I think the essay ‘Supermoms’ as written by Jefferey A Brown has made good observations about the portrayal of motherhood in superhero fiction. Especially if/when you have writers dismissing pregnancy and motherhood as well as disrupting the male gaze (ditto those with a pregnancy fetish) but I’d go on arguing it’s got to do with the apparent suspicion at/disdain for working mums.
It’s like how some men expect women to be total stay at home wives where they do all the providing and breadwinning. Never mind that women were at some point paid whenever they do housework at all. And that some mothers will do anything to support themselves and their families especially when they’re in a bad situation. Whether if it’s becoming a widow or if husbands are unreliable/irresponsible that some are left to do it on their own.

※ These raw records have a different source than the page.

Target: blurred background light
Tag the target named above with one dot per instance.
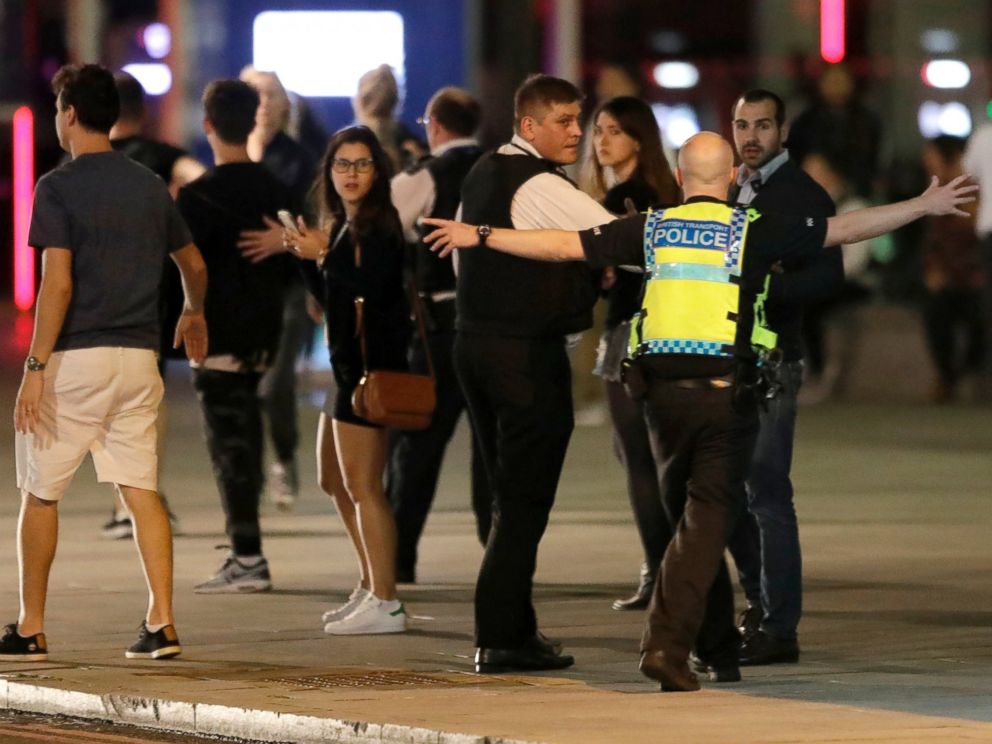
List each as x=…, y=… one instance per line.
x=678, y=75
x=155, y=77
x=157, y=39
x=677, y=123
x=832, y=41
x=946, y=73
x=939, y=41
x=323, y=53
x=23, y=146
x=944, y=118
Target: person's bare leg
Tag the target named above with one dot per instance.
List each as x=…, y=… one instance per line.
x=332, y=483
x=362, y=455
x=153, y=536
x=37, y=538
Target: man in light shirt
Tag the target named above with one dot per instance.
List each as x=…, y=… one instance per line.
x=513, y=318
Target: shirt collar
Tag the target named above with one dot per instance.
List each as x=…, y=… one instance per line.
x=452, y=144
x=765, y=172
x=525, y=145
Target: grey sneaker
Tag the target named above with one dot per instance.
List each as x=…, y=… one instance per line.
x=284, y=484
x=344, y=610
x=233, y=578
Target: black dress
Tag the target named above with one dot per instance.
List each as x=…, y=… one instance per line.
x=377, y=277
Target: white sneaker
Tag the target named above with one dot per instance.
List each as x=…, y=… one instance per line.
x=372, y=616
x=348, y=607
x=284, y=485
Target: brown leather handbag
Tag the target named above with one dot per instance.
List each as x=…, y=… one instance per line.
x=398, y=400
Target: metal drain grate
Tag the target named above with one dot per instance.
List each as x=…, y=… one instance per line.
x=385, y=679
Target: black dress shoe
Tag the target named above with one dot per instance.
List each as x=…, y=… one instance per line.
x=750, y=620
x=641, y=597
x=528, y=658
x=762, y=648
x=549, y=645
x=673, y=677
x=722, y=670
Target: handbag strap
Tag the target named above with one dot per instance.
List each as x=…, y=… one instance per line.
x=418, y=311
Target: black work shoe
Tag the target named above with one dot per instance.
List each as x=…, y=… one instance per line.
x=162, y=644
x=531, y=657
x=15, y=647
x=716, y=670
x=673, y=677
x=761, y=648
x=750, y=620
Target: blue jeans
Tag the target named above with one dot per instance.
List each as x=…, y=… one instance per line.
x=765, y=543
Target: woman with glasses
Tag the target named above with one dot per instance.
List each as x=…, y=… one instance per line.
x=358, y=252
x=624, y=167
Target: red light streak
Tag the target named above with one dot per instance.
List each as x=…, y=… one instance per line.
x=23, y=195
x=832, y=30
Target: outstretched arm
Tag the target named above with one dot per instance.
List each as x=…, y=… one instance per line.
x=542, y=245
x=862, y=224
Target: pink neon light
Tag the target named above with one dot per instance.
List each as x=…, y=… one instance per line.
x=832, y=30
x=23, y=196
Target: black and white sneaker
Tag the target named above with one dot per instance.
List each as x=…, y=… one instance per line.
x=162, y=644
x=118, y=528
x=236, y=578
x=15, y=647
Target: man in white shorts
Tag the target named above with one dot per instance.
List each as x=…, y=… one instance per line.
x=104, y=225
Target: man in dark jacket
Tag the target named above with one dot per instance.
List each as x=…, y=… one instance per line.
x=765, y=545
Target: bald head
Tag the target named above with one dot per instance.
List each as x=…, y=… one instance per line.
x=706, y=164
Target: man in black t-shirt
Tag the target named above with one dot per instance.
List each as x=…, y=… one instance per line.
x=702, y=413
x=244, y=312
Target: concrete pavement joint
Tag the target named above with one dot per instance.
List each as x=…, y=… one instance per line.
x=222, y=720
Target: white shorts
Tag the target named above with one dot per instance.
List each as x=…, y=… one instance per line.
x=104, y=401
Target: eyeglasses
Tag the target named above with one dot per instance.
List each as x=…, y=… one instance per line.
x=340, y=165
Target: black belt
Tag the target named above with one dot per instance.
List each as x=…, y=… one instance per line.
x=703, y=383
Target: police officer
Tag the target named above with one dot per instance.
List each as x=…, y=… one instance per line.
x=432, y=188
x=697, y=345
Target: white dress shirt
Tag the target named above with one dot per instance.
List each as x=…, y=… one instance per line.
x=549, y=202
x=978, y=163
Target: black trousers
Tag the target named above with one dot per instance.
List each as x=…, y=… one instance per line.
x=415, y=457
x=232, y=418
x=520, y=402
x=703, y=443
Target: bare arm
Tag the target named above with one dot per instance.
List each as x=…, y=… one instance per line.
x=863, y=224
x=542, y=245
x=53, y=301
x=191, y=330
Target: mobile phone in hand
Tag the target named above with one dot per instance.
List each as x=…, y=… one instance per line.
x=287, y=220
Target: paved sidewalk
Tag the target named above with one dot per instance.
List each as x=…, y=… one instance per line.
x=897, y=634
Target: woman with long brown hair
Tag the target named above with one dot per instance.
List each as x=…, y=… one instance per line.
x=358, y=252
x=625, y=167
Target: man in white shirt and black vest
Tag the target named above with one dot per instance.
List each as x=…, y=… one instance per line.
x=513, y=319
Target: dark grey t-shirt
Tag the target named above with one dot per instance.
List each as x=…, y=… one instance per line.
x=119, y=222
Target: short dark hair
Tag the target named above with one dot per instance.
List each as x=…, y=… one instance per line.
x=230, y=106
x=91, y=91
x=455, y=110
x=757, y=95
x=949, y=147
x=541, y=92
x=131, y=95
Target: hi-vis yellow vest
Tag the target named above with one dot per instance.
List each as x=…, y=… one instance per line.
x=693, y=256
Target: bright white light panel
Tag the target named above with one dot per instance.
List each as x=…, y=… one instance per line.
x=323, y=53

Most of the time and that there are some teenagers who’re mature enough to care for their younger relatives which should explain why it’s actually not much of a stretch for Steph to be her nieces’ babysitter, seamstress and coach. Likewise Tigra would’ve been a huntress taking her son to hunting expeditions (this is even the case in Sierra Leone). Whilst sexism is being undone in superhero comics, for some writers the idea of a career mum’s way too controversial.
Even if it does happen out of necessity anyways.